Head-Scratcher Crown of Thorns: The win-and-you're-in stipulation for NASCAR's Chase is finally seeming to produce the results NASCAR wants. Both Ky. Busch and Hamlin said that the fact they had wins played into how they raced near the race's end. Hamlin just decided to stick his car three-wide (and wrecked). Busch said in Victory Lane that he decided to throw the blocks on Harvick, because he had a win and didn't have to worry about wrecking and losing points. Even Johnny Sauter in Friday night's Camping World Truck Series race drove very aggressively and blocked rookie Ben Rhodes, causing Rhodes to wreck him. But Sauter has a Daytona win to lean on and went for another win. The downsides to this, of course, are that these decisions compromise other drivers without wins and they can feel the consequences of that abandon. The racing action has already been better in 2016 and these moves for the win are part of that uptick.

NCWTS RaceTweet: Byron wins! No. Sauter's gonna. No! Rhodes? What? They wreck!? Congrats to Byron on his first win!

Georgia on My Mind: Chase Elliott had a disappointing race by his standards and ran around 19th much of the race. But even after scraping in the wall late in the going, Elliott got some track position and held pat for his 7th top 10 in the first 11 races and is tied with Truex Jr. for 10th in the standings.

David Ragan had an invisible, tough, and forgettable night, limping around off the pace to a 29th-place finish, three laps down.

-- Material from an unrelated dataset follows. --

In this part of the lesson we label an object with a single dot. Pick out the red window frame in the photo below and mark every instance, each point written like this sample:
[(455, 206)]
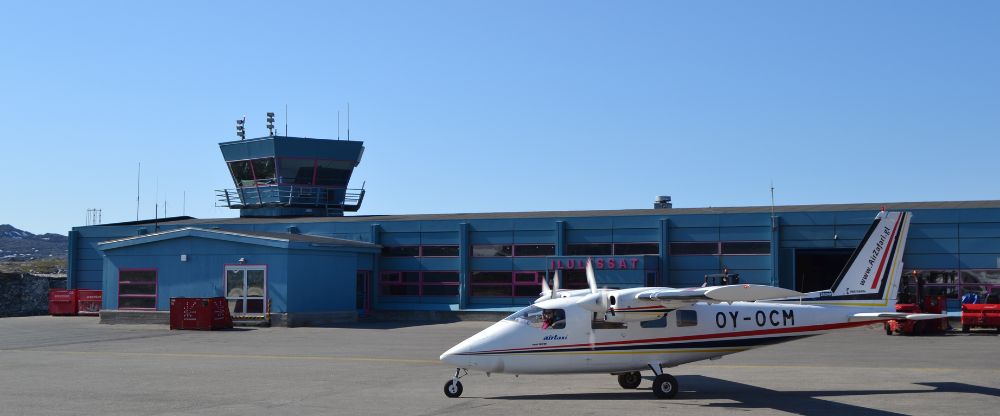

The night went without wrecks or major problems, at least. Reed Sorenson returned to the No. 55 and the team returned to nothingness: 33rd place and 10 laps down. That was Sorenson's best finish of the season, however.

John Wes Townley won the pole for Friday's NCWTS race, but got in a wreck with John Hunter Nemechek on lap 50 and finished 28th. This was the last race for crew chief Michael Shelton, who is leaving the team for a career outside of racing. Townley is 20th in the standings.

Next: Everyone races at Dover International Speedway. The NSCS hits the Monster Mile Sunday at 1 p.m. on FS1/MRN/Sirius/XM 90. The Xfinity Series returns from break Saturday at 2 p.m. on all the same channels and the NCWTS races Friday at 5:30 p.m. on the same channels. Dover is always a unique race and how well the track rubbers up will determine how well the racing is.

We want to send our condolences to the family and friends of former NASCAR team owner Steve Turner, who passed away last week. He contributed lots with his race teams in the Xfinity and Camping World Truck Series and triumphed in 2012 with the NCWTS championship with driver and son-in-law James Buescher. Rest in peace, Steve.